Yes, lots can change in a few days, weeks or months!
TFSA feels like a gift from the government, and it does not usually give out gifts. still trying to figure out the catch while i’m working to max it out! For RRSP i have big concerns. A lot of information on the web, but it is rarely mentioned that you lose favorable taxation of divs and capital gains. I was staying away until i saw your blog. now planning to deploy it for the US portion of my portfolio.
Andrey, I do think the TFSA is an absolute gift of an account. I mean, tax-free income and growth? Where is that possible other than your home/primary residence?
You do lose the favourable taxation with CDN dividend paying stocks and you do lose capital gains reporting essentially since the TFSA offers tax-free money 🙂
Nothing wrong with U.S. portfolio portion. Just beware of withholding taxes on U.S. assets. The IRS doesn’t see the TFSA as a retirement account.
I’m a bit of a contrarian to your readers. We are in the RRSP camp and have comparatively very little in our TFSAs. We will eventually max them out by that tax advantage of the RRSP is part of our tax strategy right now with real estate.
Good stuff Maria. I could be wrong, but I suspect you haven’t fully taken advantage of the TFSA yet because you’re focused on building your portfolio (re: RE) in other ways? You can’t do it all – right? 🙂
First thing I do every January: max out RRSP, TFSA and RESP.
Thanks for the mention Mark! Really surprised to see us getting more than $2,700 in dividend income in October. 🙂
Love your picks for dividend stocks Mark! Normally when I try to find “dividend stocks”, I look at the historical performance and they all seem mediocre but the 5 you pointed out all have good historical growth AND a decent dividend. Good stuff!
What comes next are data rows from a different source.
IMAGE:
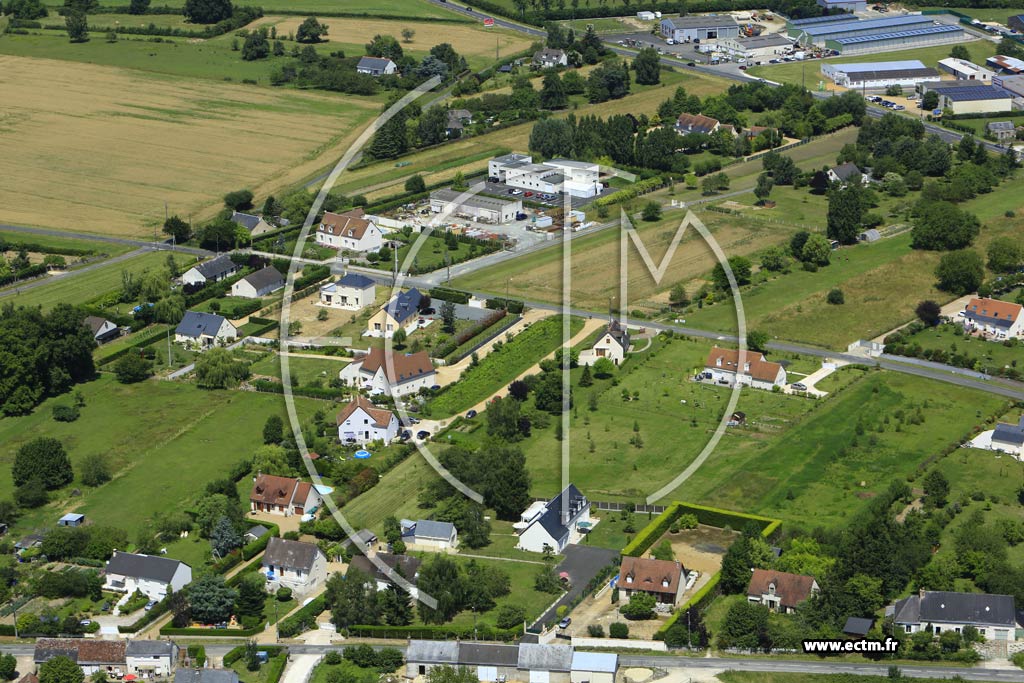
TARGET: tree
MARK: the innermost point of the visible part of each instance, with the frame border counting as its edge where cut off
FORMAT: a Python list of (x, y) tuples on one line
[(552, 93), (647, 66), (224, 537), (310, 31), (44, 460), (177, 228), (448, 317), (1005, 254), (255, 47), (95, 469), (763, 189), (60, 670), (416, 183), (132, 368), (77, 27), (651, 211), (816, 250), (929, 312), (207, 11), (936, 488), (961, 271), (217, 369), (943, 226)]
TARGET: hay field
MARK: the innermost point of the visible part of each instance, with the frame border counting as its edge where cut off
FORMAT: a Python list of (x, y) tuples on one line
[(470, 40), (99, 150)]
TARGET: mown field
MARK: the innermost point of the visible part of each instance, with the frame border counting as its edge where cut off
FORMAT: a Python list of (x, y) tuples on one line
[(112, 161), (165, 439)]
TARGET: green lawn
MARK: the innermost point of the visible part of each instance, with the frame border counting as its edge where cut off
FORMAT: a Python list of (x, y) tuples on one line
[(76, 289), (165, 440)]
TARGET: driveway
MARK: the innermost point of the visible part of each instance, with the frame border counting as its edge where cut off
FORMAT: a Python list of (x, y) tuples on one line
[(582, 563)]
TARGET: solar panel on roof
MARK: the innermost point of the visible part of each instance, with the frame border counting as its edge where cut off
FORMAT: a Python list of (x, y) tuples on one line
[(897, 34)]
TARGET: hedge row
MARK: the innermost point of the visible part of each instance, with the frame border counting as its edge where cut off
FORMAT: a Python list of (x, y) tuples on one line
[(706, 515), (481, 632), (303, 620)]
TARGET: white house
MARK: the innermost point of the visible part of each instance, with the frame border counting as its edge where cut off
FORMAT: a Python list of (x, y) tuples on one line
[(427, 534), (722, 367), (554, 524), (1009, 437), (993, 318), (300, 566), (376, 67), (258, 284), (349, 230), (993, 615), (283, 496), (210, 271), (91, 655), (361, 422), (151, 658), (352, 292), (394, 374), (155, 577), (613, 345), (204, 330)]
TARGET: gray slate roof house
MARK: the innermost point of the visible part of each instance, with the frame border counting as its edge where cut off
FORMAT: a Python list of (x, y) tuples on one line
[(205, 676), (196, 325), (293, 555)]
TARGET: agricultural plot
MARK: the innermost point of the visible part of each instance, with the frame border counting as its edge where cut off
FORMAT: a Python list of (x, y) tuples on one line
[(207, 137)]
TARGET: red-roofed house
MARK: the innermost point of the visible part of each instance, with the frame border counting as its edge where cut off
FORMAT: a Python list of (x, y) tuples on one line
[(361, 422), (994, 318), (723, 367), (780, 591), (283, 496), (349, 230)]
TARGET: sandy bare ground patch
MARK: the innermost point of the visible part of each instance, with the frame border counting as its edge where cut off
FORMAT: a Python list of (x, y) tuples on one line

Thanks Jeff! Happy reading the site and let me know if you have more questions!
We still have room to maximize the RRSP. Once this is over, TFSA will be next. It doesn’t mean we are leaving TFSA behind, as every month, we transfer a small portion to let the money grow tax-free.
Thanks for the update, Mark. I will check the 5I’s promo.
Feel free! And if any questions about any promos, talk to the companies directly and mention my site 🙂
I feel TFSAs to be maxed first are best for me/us but at the end of the day, tax-free (TFSA) and/or tax-deferred (RRSP) investing is outstanding.
How is your Brazil condo build coming along?
Thank you, Mark. I will do that 🙂
We have lots of contribution room, and felt the need to reduce the tax bill. In the next two years this will change, and the focus will be TFSA.
The condo will be ready in December. Unfortunately, we won’t be there to get the keys, but hopefully next year we will visit. Wait for the pics 🙂
I’ll looking forward to your pics for sure 🙂 Stay well back and stay in touch.
Can’t go wrong with maxing out the TFSA, I usually end up maxing out the new year’s contribution room early in the year. Have a good weekend Mark
Nope, TFSA is a great retirement account!
Great advice to max out TFSA as early as possible at the beginning of the year, with quality DG stocks. Thanks for the mention.